T-SQL: Split String with a Twist

T-SQL: Split String with a Twist

Introduction

 
String splitting is one of the most common problems in the Transact-SQL and programming in general. There are many blog posts discussing splitting a comma-delimited string in SQL. My favorites could be found at T-SQL Useful Links / String Split. Yet recent MSDN Transact-SQL forum post SQL-Split String brought an interesting twist to this problem and thus I want to discuss it in this article.

Problem Definition


The topic starter was kind enough to provide a table's DDL along with some data.

CREATE TABLE #ParseString ( id INT, string VARCHAR(128) )
INSERT #ParseString VALUES (1,'A6782839 A1768983A3A6A362727323AD6A9E8BD-0D15-405C-AF10-9884BDE572E3A6133366')
INSERT #ParseString VALUES (2,'A6783834A2748983A3A4A362723313AD6A64302717-D354-48D4-9E20-ADC11EF59A1332222')

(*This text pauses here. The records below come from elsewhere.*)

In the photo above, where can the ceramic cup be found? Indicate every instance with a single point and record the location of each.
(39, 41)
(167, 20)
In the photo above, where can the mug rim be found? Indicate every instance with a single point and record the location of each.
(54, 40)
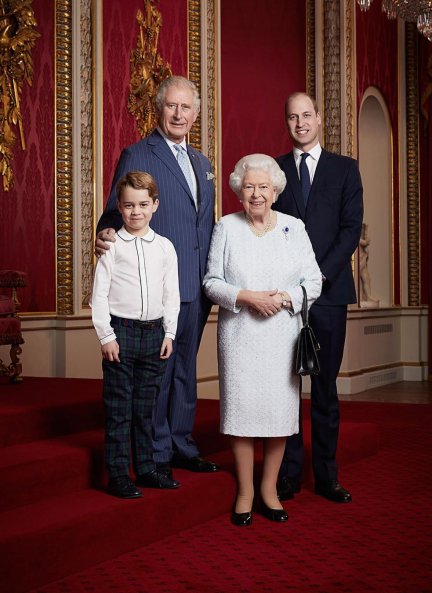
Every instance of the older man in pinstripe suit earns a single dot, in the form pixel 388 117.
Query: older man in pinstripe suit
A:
pixel 185 215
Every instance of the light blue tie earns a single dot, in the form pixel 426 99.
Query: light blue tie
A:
pixel 304 177
pixel 183 161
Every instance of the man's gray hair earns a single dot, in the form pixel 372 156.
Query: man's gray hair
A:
pixel 179 81
pixel 257 161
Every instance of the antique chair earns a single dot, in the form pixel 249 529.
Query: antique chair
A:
pixel 10 324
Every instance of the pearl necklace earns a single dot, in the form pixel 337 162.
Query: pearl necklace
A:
pixel 254 230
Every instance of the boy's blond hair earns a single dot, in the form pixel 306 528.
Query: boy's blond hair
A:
pixel 137 180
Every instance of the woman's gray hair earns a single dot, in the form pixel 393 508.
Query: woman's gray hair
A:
pixel 257 161
pixel 179 81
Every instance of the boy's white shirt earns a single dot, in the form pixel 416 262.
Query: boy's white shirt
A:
pixel 137 278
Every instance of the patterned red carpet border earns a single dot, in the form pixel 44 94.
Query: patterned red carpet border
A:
pixel 381 543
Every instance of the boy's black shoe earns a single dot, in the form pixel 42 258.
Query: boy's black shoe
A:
pixel 155 479
pixel 123 487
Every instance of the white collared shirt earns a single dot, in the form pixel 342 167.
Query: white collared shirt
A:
pixel 183 144
pixel 137 278
pixel 311 161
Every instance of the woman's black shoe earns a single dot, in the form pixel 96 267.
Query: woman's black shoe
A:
pixel 241 519
pixel 279 515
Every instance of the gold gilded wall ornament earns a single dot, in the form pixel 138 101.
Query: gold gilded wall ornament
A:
pixel 148 69
pixel 17 37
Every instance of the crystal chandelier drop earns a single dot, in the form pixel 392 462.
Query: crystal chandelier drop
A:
pixel 414 11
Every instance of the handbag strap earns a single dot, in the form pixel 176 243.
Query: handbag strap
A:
pixel 305 316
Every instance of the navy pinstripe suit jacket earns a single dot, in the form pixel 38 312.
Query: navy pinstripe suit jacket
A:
pixel 333 219
pixel 176 218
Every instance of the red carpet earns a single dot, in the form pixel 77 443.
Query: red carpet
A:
pixel 55 522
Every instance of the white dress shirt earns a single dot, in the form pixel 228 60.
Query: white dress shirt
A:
pixel 311 161
pixel 137 278
pixel 171 144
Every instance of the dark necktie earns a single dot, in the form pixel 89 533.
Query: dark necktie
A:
pixel 304 177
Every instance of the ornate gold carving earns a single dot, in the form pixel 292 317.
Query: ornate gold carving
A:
pixel 350 78
pixel 148 69
pixel 211 90
pixel 412 101
pixel 63 164
pixel 194 63
pixel 332 76
pixel 17 37
pixel 87 151
pixel 310 48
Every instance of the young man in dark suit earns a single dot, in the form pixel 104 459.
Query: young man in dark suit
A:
pixel 186 216
pixel 325 191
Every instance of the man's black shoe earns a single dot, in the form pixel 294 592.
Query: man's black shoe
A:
pixel 164 468
pixel 155 479
pixel 333 491
pixel 287 487
pixel 194 464
pixel 123 487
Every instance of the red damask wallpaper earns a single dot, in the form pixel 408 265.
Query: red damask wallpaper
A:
pixel 377 65
pixel 263 60
pixel 120 31
pixel 27 238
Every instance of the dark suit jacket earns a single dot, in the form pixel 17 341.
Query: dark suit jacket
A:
pixel 333 219
pixel 176 218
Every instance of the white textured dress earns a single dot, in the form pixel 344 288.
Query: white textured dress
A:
pixel 259 391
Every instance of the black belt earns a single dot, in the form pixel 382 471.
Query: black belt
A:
pixel 153 324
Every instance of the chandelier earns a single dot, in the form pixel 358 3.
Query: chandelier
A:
pixel 414 11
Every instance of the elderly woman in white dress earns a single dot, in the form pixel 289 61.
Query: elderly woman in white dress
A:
pixel 257 263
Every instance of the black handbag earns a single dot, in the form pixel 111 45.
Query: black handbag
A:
pixel 307 346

as well as the desired output

SELECT id,string,6782839 AS Storeid,1768983 AS ProductID,3 AS ProductTypeLookup,6 AS LineOfBusiness, 362727323 AS ManagerKey, 'D6A9E8BD-0D15-405C-AF10-9884BDE572E3A6133366' Tuid
FROM #ParseString
WHERE id=1
UNION
SELECT id,string,6783834 AS Storeid,2748983 AS ProductID,3 AS ProductTypeLookup,4 AS LineOfBusiness, 362723313  AS ManagerKey, 'D6A64302717-D354-48D4-9E20-ADC11EF59A1332222' Tuid
FROM #ParseString
WHERE id=2

The string needed to be split using 'A' as a splitting symbol into 6 parts. Last part also included A as part of the string.

Solution


The first idea that came to mind was to use any of the splitting functions available to split using 'A' character as a splitting character. However, I decided against that idea because of the last part where I would have to concatenate the rest of the string. Therefore I decided to use recursive common table expression to do the splitting that would include both the word and the rest of the string. After that I used CASE based pivot idea to get the desired result:

;
 
WITH cte
AS (
    SELECT id
        ,string
        ,substring(string, 2, charindex('A', substring(string, 2, len(string) - 1)) - 1) AS Word
        ,substring(string, charindex('A', substring(string, 2, len(string) - 1)) + 2, len(string)) AS Rest
        ,0 AS [Level]
    FROM #ParseString
     
    UNION ALL
     
    SELECT id
        ,string
        ,substring(Rest, 1, charindex('A', rest) - 1) AS word
        ,substring(Rest, charindex('A', rest) + 1, len(rest)) AS Rest
        ,[Level] + 1
    FROM cte
    WHERE Rest LIKE '%A%'
    )
SELECT id
    ,string
    ,max(CASE
            WHEN [Level] = 0
                THEN Word
            END) AS StoreID
    ,max(CASE
            WHEN [Level] = 1
                THEN Word
            END) AS ProductID
    ,max(CASE
            WHEN [Level] = 2
                THEN Word
            END) AS ProductTypeLookup
    ,max(CASE
            WHEN [Level] = 3
                THEN Word
            END) AS LineOfBusiness
    ,max(CASE
            WHEN [Level] = 4
                THEN Word
            END) AS ManagerKey
    ,max(CASE
            WHEN [Level] = 4
                THEN Rest
            END) AS tUID
FROM cte
GROUP BY id
    ,String

which produces our desired result:

 

 In this solution we are using CHARINDEX and SUBSTRING functions continuously to get each word and the rest of the string. That rest of the string is used for the tUID column.

Conclusion


As we saw in that problem, sometimes it makes sense to apply recursive solution directly rather than using the existing splitting solution with concatenation at the end. It will be interesting to hear from the topic starter which of the suggested solutions performed better.
 

See Also


This article participated in the TechNet Guru Contributions for March, 2014 and won Bronze medal.
Sort by: Published Date | Most Recent | Most Useful
Comments
  • Hello Naomi,

          One more way as below:

    CREATE TABLE #ParseString ( id INT, string VARCHAR(128) )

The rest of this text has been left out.